- Born: April 7, 1965 (age 61) New York City, US
- Origin: United States
- Genres: Rock & Roll
- Years active: 1979–present
- Member of: D Generation

= Danny Sage =

Danny Sage (born April 7, 1965, in New York City, New York) is an American singer, songwriter, guitarist, and producer. He is most recognised for having played lead guitar in American rock n roll band D Generation.

==Biography==

Sage started playing guitar as a child, and quickly formed a band at the age of 14 called The Possessed, which performed in many New York City clubs in the early 1980s, their first show being one of the final nights at Max's Kansas City.
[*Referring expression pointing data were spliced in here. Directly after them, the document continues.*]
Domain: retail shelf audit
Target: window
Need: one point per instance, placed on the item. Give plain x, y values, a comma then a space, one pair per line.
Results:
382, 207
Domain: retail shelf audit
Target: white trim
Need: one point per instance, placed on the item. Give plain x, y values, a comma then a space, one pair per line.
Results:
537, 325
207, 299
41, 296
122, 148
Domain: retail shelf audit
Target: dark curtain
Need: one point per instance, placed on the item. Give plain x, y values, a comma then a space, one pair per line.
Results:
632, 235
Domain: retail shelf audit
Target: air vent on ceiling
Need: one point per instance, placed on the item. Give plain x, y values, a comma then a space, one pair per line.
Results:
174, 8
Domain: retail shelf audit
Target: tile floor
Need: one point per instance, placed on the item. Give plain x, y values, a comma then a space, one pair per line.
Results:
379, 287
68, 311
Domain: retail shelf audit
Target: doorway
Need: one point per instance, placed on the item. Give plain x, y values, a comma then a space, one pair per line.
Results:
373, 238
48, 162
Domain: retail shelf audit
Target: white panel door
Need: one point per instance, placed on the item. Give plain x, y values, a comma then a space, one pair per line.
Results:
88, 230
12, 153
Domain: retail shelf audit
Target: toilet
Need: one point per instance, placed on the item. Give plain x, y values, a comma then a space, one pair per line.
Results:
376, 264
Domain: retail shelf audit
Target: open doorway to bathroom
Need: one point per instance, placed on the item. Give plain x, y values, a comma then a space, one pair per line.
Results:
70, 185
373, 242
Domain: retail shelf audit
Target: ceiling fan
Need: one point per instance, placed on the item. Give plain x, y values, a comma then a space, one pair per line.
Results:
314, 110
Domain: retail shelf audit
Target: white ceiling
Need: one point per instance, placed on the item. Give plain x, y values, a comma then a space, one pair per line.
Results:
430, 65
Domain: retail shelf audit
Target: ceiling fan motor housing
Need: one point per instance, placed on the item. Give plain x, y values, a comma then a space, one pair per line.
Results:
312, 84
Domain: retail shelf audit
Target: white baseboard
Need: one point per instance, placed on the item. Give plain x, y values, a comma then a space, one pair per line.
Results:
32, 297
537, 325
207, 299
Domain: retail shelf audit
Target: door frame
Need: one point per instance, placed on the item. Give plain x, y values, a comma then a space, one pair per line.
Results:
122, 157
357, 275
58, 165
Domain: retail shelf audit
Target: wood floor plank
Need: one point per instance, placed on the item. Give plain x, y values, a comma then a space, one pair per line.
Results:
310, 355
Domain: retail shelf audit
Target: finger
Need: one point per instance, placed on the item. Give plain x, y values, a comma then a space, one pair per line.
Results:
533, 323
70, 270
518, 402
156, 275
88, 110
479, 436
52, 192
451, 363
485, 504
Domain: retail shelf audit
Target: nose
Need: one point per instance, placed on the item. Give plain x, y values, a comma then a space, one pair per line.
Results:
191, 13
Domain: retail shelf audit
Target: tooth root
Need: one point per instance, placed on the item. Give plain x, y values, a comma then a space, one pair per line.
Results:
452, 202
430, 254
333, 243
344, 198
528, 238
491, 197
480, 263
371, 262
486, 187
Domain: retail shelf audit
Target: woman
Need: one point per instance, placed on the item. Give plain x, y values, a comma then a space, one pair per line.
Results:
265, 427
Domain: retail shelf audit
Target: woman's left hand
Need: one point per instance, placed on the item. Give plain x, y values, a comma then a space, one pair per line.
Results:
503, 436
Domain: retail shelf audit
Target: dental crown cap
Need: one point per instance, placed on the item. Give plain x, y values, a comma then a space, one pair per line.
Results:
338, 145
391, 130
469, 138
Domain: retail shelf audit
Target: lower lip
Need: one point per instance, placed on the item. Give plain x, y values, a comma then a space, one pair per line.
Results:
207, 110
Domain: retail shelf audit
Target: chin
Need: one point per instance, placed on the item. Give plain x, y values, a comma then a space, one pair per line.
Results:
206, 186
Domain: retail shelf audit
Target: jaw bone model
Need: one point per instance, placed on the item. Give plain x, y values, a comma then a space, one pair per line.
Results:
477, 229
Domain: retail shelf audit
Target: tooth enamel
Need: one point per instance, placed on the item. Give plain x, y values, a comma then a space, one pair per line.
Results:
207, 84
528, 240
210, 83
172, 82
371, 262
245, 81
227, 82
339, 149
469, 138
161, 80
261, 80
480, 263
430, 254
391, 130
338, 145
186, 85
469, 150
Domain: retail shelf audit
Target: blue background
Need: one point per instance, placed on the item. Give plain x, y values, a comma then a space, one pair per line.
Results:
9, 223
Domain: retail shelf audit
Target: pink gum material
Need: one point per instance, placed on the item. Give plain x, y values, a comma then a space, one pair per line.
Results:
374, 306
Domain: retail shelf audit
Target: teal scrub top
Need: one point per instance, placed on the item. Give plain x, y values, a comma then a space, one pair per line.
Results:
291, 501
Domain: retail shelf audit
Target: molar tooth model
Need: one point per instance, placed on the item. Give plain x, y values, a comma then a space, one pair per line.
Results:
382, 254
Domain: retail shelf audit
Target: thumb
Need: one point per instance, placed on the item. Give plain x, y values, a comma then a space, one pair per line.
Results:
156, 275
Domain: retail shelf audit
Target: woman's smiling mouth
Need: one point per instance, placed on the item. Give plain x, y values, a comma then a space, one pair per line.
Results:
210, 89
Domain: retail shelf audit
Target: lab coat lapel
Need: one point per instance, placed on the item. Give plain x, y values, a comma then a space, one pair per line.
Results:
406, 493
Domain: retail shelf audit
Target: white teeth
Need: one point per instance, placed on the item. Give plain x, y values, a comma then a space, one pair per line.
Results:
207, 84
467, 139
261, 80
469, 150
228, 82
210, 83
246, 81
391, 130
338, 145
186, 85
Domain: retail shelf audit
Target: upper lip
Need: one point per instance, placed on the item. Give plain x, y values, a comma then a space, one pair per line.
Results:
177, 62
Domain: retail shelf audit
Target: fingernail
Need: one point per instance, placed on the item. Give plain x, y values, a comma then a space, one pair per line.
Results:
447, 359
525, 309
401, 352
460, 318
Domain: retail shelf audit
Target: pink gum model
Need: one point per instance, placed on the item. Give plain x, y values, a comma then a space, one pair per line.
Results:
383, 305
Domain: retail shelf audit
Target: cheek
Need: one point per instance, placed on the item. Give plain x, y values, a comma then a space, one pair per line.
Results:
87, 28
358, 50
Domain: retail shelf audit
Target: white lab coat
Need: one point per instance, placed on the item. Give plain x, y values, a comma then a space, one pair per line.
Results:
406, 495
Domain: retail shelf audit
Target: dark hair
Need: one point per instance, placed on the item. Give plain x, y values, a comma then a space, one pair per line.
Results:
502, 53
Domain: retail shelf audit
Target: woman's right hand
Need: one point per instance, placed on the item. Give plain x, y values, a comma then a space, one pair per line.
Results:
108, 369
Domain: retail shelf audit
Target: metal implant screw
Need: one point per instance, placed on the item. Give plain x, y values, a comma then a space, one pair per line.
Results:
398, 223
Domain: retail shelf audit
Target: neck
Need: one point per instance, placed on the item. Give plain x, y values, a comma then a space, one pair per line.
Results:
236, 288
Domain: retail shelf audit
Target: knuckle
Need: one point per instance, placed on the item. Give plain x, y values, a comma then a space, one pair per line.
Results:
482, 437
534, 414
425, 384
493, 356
Their last show was at the legendary NYC hardcore venue, A7, in the winter of 1981. He then joined Heart Attack, and appeared on their 1983 album, “Keep Your Distance”. In 1990, Sage began to assemble a band that would later become D Generation. D Generation has recorded 5 albums (only four were ever released, one for EMI, two for Columbia/Sony, and one for Bastard Basement) and the band toured extensively in the 1990s, and again 2011–2018. Sage has also guested with performers such as Debbie Harry, Ronnie Spector, Joey Ramone, Leonard Graves Phillips, and former bandmate Jesse Malin. In 2002, Sage recorded his first solo album in Los Angeles, but it remains unreleased. He also recorded a 2007 UK tour-only promotional ep "Don't Look Down".
Sage also produced the 2016 D Generation album “Nothing Is Anywhere”.